Pragmatically speaking, rather than threatening others, we should be creating forums---among ordinary citizens, among scholars, and among the powerful---in which global problem-solving is the genuine goal. We should be seeking skilled individuals who can facilitate serious discussion among the world’s powerbrokers---creating space where leaders and negotiators from less powerful nations can also express their perspectives and contribute solutions with impunity. We should be mobilizing human creativity, jointly with other affected countries (and the UN), to deal with the problems posed by Saddam Hussein and other dangerous regimes in the world. For the first time in human history, air travel, telephones and email make more humane and cooperative approaches much more potentially viable----if there is the political will. This is where American power and influence should be brought to bear---to bring about creative, and wherever possible, peaceful solutions. I do not believe we have reached the stage where the no-brainer of simply unilaterally bombing miscreant nations out of existence makes any sense at all. The citizens of those countries already suffer enough under their rulers.

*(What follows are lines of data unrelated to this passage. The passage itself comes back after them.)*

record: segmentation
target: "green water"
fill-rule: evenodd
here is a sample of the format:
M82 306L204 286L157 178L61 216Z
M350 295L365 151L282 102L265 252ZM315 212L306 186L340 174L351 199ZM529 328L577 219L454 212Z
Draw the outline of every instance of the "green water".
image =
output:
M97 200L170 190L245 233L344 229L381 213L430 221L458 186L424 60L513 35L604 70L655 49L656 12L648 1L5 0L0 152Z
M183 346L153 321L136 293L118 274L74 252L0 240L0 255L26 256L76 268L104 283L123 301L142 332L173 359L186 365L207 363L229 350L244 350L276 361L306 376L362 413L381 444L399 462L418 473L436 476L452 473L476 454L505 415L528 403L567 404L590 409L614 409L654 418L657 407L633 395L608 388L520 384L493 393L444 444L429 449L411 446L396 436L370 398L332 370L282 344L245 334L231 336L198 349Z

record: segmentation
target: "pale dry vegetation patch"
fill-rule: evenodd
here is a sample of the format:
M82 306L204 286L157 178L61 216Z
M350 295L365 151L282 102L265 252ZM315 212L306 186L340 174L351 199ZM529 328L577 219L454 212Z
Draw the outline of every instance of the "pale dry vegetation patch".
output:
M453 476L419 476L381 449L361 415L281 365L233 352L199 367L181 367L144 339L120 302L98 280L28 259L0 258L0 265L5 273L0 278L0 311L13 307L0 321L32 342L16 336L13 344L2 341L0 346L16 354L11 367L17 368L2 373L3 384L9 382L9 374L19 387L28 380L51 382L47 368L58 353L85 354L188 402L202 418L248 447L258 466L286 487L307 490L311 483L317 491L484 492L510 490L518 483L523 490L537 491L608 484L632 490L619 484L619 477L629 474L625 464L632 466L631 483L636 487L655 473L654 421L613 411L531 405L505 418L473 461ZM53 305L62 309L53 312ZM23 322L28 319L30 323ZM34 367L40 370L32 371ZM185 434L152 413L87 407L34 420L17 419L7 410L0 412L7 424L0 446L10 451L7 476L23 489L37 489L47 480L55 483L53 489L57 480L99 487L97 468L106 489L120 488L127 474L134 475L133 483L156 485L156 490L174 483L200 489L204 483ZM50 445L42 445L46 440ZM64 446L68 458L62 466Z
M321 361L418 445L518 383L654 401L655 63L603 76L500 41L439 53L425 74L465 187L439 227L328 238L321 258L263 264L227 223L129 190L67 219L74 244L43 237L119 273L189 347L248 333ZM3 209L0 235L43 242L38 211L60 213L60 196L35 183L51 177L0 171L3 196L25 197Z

As the administration continues its hawkish approach, other countries will inevitably become more and more nervous about US intentions. The possibility that fear and antagonism could mobilize others to band together to oppose us grows larger with every bellicose statement from the White House. The increasing perception that we are anti-Islam has already resulted in stronger connections between nations with large Muslim populations and great antagonism toward Americans. The North Koreans have now been given an excuse, in response to the charge that they were part of an “axis of evil,” to strengthen their own military arsenal.
Again, I recognize that Iraq and Korea are unlikely to honor their own agreements, that they are indeed dangerous states. But the way to deal with them is through international cooperation, with scrupulous attention to international law, with persistent attention to collaborative problem-solving, and quiet, but dogged determination. We should be leading by good example, not bad!
The path that the US President and his cabinet have chosen is one that is unlikely to lead to some sort of benign Pax Americana, but rather to reduction in human rights at home---for which many valiant battles have already been (and will always need to be) fought---and an increased probability of a world-wide conflagration, rendered far more dangerous than those that came before by global, technological sophistication. Let us change course, building on and following the values we teach our children, rather than threatening the world with our might.
Carol J. Pierce Colfer, Ph.D., M.P.H.